Dove si concentrano i siti ed i parchi archeologici italiani? In Campania con Pompei ed Ecolano? Nel Lazio con tutti i reperti romani? Nella Sicilia dei greci? Macché, in Sardegna.
L’Istat ha certificato che, su 206 aree e 81 parchi censiti in Italia, 54 si trovano nell’isola a fronte dei 35 del Lazio, dei 30 della Sicilia.
In Campania sono 21, come in Lombardia, e 20 si trovano in Toscana. Eppure, nell’immaginario collettivo, è difficile che in riferimento all’archeologia si pensi subito alla Sardegna.

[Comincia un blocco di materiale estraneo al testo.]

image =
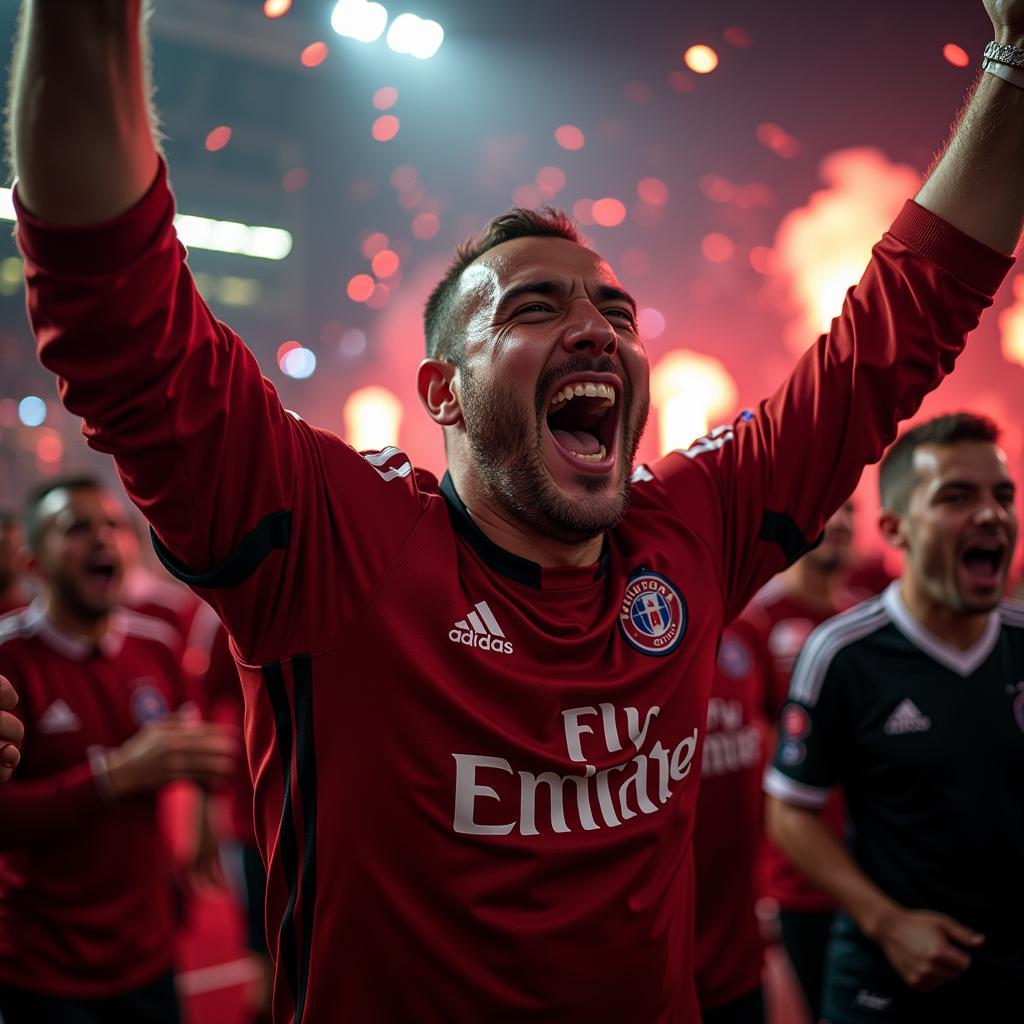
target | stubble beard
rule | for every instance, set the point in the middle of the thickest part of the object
(508, 457)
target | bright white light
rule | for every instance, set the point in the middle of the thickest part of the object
(358, 19)
(230, 237)
(32, 411)
(203, 232)
(373, 418)
(300, 364)
(416, 36)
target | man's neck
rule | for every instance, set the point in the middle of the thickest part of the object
(957, 629)
(812, 586)
(69, 621)
(501, 527)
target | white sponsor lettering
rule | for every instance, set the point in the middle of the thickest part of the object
(586, 800)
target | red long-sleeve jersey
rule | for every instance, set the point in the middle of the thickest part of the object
(85, 882)
(474, 777)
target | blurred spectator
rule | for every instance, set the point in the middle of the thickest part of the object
(86, 925)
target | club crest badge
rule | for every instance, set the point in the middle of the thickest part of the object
(147, 704)
(652, 616)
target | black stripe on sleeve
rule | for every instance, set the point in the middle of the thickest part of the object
(272, 532)
(287, 840)
(305, 757)
(780, 529)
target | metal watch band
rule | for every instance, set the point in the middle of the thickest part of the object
(1009, 55)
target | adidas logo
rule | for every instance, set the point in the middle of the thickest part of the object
(58, 718)
(480, 629)
(906, 718)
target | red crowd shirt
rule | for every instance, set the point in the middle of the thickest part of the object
(781, 623)
(474, 777)
(85, 885)
(729, 821)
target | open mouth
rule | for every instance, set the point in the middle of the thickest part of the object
(984, 561)
(583, 419)
(100, 574)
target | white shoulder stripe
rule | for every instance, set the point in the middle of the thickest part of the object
(826, 641)
(1012, 612)
(791, 792)
(146, 626)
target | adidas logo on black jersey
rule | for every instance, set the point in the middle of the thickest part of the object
(906, 718)
(480, 629)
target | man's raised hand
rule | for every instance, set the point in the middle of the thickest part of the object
(927, 949)
(171, 750)
(11, 730)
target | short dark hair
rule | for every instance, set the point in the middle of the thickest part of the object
(35, 521)
(896, 474)
(442, 335)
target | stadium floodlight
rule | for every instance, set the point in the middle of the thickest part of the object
(359, 19)
(204, 232)
(419, 37)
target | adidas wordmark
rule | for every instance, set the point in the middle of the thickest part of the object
(479, 629)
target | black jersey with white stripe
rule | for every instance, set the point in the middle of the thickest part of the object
(928, 743)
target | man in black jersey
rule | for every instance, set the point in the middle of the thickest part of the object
(913, 702)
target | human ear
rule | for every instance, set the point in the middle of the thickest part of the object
(436, 387)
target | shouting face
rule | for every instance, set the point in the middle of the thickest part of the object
(961, 527)
(79, 558)
(553, 385)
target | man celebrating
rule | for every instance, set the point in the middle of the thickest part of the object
(474, 708)
(86, 922)
(781, 616)
(913, 702)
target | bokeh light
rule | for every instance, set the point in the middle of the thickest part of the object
(32, 411)
(372, 418)
(688, 389)
(385, 128)
(218, 138)
(284, 349)
(299, 364)
(359, 19)
(314, 54)
(700, 58)
(608, 212)
(359, 288)
(569, 137)
(956, 55)
(650, 323)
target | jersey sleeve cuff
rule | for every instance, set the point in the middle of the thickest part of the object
(966, 258)
(791, 792)
(96, 249)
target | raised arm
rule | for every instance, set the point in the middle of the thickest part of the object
(81, 130)
(977, 183)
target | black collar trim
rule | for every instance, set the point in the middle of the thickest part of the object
(512, 566)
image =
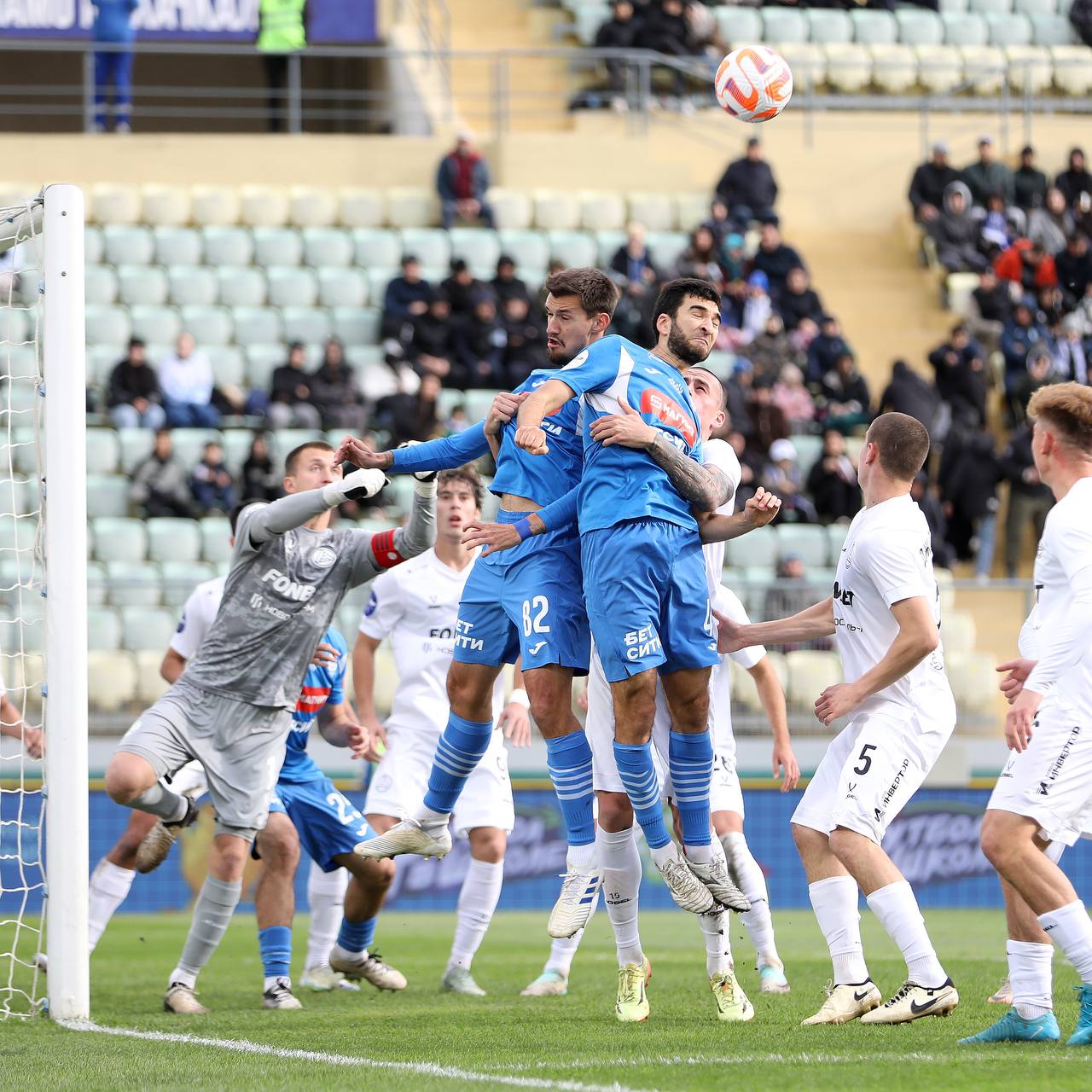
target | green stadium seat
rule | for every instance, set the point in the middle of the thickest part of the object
(133, 584)
(227, 246)
(430, 245)
(377, 248)
(104, 629)
(328, 246)
(342, 288)
(125, 245)
(292, 288)
(873, 27)
(119, 538)
(177, 246)
(192, 285)
(174, 539)
(142, 285)
(155, 324)
(260, 324)
(101, 287)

Colpa, senza dubbio, di una scuola italiana dove la storia contemporanea è terreno di faziosità assoluta e la storia antica è un orpello di cui disfarsi.
Ma la responsabilità è anche dei vertici della politica regionale sarda che hanno sempre fatto molto poco per valorizzare il proprio tesoro storico anche “in continente”. Perché di un vero tesoro si tratta, e non è composto solo dai nuraghe che, già da soli, affascinerebbero chiunque non sia rimbecillito con i giochini sullo smartphone. Reperti di varie civiltà, il mito di Atlantide, c’è solo l’imbarazzo della scelta.
No, in realtà c’è anche l’imbarazzo dei costi da affrontare per raggiungere l’Isola via mare o via cielo. Ed una imbarazzante rete stradale o un pressoché inesistente servizio ferroviario. Senza trascurare il costo del noleggio di auto per chi sceglie l’aereo per arrivare in Sardegna.
Tutti aspetti che penalizzano proprio il turismo culturale e la visita delle zone archeologiche. Perché chi arriva in Sardegna per godersi il mare, la spiaggia o gli scogli ha minor necessità di spostarsi rispetto a chi vuole visitare lo Ziqqurat di Monte d’Accoddi, le rovine romane, le tombe dei giganti oltre a qualcuno delle migliaia di nuraghe.
Tra l’altro la carenza di promozione dell’archeologia sarda favorisce la selezione dei turisti. Perché tutti conoscono Pompei ed a visitare gli scavi arrivano torme di vacanzieri maleducati e, in realtà, poco interessati. Chi va alla ricerca di un sito fenicio o prenuragico sa cosa sta cercando. Tutt’al più si sentirà un po’ archeologo per essere riuscito a raggiungere la zona dei ritrovamenti nonostante la assoluta inadeguatezza delle informazioni stradali. Tutti con il navigatore, alla scoperta del polo di incontro dei popoli del Mediterraneo. O di ciò che resta di Atlantide.